Publié par Elodie le 18 Juin 2026 à 20:02
Palmier chanvre en pot sur un balcon urbain au soleil couchant

L’olivier en pot, c’était le symbole du sud sur votre terrasse. Beau, noble, méditerranéen. Sauf qu’au-dessus de la Loire, le garder en vie relevait du sport de haut niveau. Cette année, les paysagistes ont trouvé son remplaçant — et il vient des montagnes d’Asie.

Pourquoi l’olivier en pot est en train de perdre la bataille

Mains disposant des billes d'argile dans un pot de plantation

Soyons honnêtes : l’olivier, on l’a tous un peu fantasmé. On l’imaginait trôner sur le balcon, ramure argentée au vent, ambiance mas provençal. Mais la réalité au nord de Lyon, c’est une tout autre histoire. Gelées tardives en avril, pluies interminables en novembre, coups de froid surprise en mars.
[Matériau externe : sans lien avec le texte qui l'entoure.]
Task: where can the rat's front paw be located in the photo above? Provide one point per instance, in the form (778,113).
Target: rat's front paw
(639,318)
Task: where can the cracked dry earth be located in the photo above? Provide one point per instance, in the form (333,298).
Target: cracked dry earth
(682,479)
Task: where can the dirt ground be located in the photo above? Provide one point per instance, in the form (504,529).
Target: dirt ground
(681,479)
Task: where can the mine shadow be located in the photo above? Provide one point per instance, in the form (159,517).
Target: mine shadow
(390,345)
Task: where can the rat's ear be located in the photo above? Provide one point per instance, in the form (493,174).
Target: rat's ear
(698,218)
Résultat : chaque automne, c’est la même corvée. Voile d’hivernage, déplacement du pot à l’intérieur, arrosage millimétré pour ne pas le noyer. Quand le climat bouleverse nos jardins, les plantes fragiles trinquent en premier.
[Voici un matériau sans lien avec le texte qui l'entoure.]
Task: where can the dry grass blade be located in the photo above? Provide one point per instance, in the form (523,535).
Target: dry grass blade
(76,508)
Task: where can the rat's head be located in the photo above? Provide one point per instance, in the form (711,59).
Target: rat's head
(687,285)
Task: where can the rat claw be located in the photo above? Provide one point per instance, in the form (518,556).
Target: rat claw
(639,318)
Et au printemps ? Un olivier sur trois ressort abîmé, branches sèches, feuilles grillées par le gel. Les jardineries comme Botanic et Jardiland le constatent depuis plusieurs saisons : les retours et les échanges d’oliviers se multiplient. Ça coûte cher, ça frustre, et ça finit souvent à la déchetterie.

C’est dans ce contexte que les professionnels ont commencé à chercher une alternative crédible. Pas un substitut au rabais. Un vrai remplaçant, capable d’offrir cette silhouette exotique sans le stress hivernal. Le réchauffement s’accélère, certes, mais les hivers du Nord restent rudes. Il fallait un végétal taillé pour encaisser les deux extrêmes.

Le palmier chanvre : la star inattendue qui résiste à tout

Son nom scientifique, c’est Trachycarpus fortunei. Son surnom, le palmier chanvre. Et sa carte de visite est impressionnante : il supporte des températures qui plongent jusqu’à -15 °C. On est loin du palmier de carte postale qui meurt au premier flocon.

Originaire des montagnes d’Asie, ce costaud a évolué en altitude, dans des conditions climatiques que la plupart des plantes tropicales ne survivraient pas une semaine. Son stipe — le tronc fibreux recouvert d’une gaine qui rappelle le chanvre — agit comme un isolant naturel. Un vrai manteau intégré.

Et visuellement, c’est spectaculaire. Ses immenses feuilles palmées déploient un éventail d’un vert profond qui donne instantanément un air de décor tendance 2026 à n’importe quel espace extérieur. Balcon de 4 m² ou jardin de campagne, il s’adapte.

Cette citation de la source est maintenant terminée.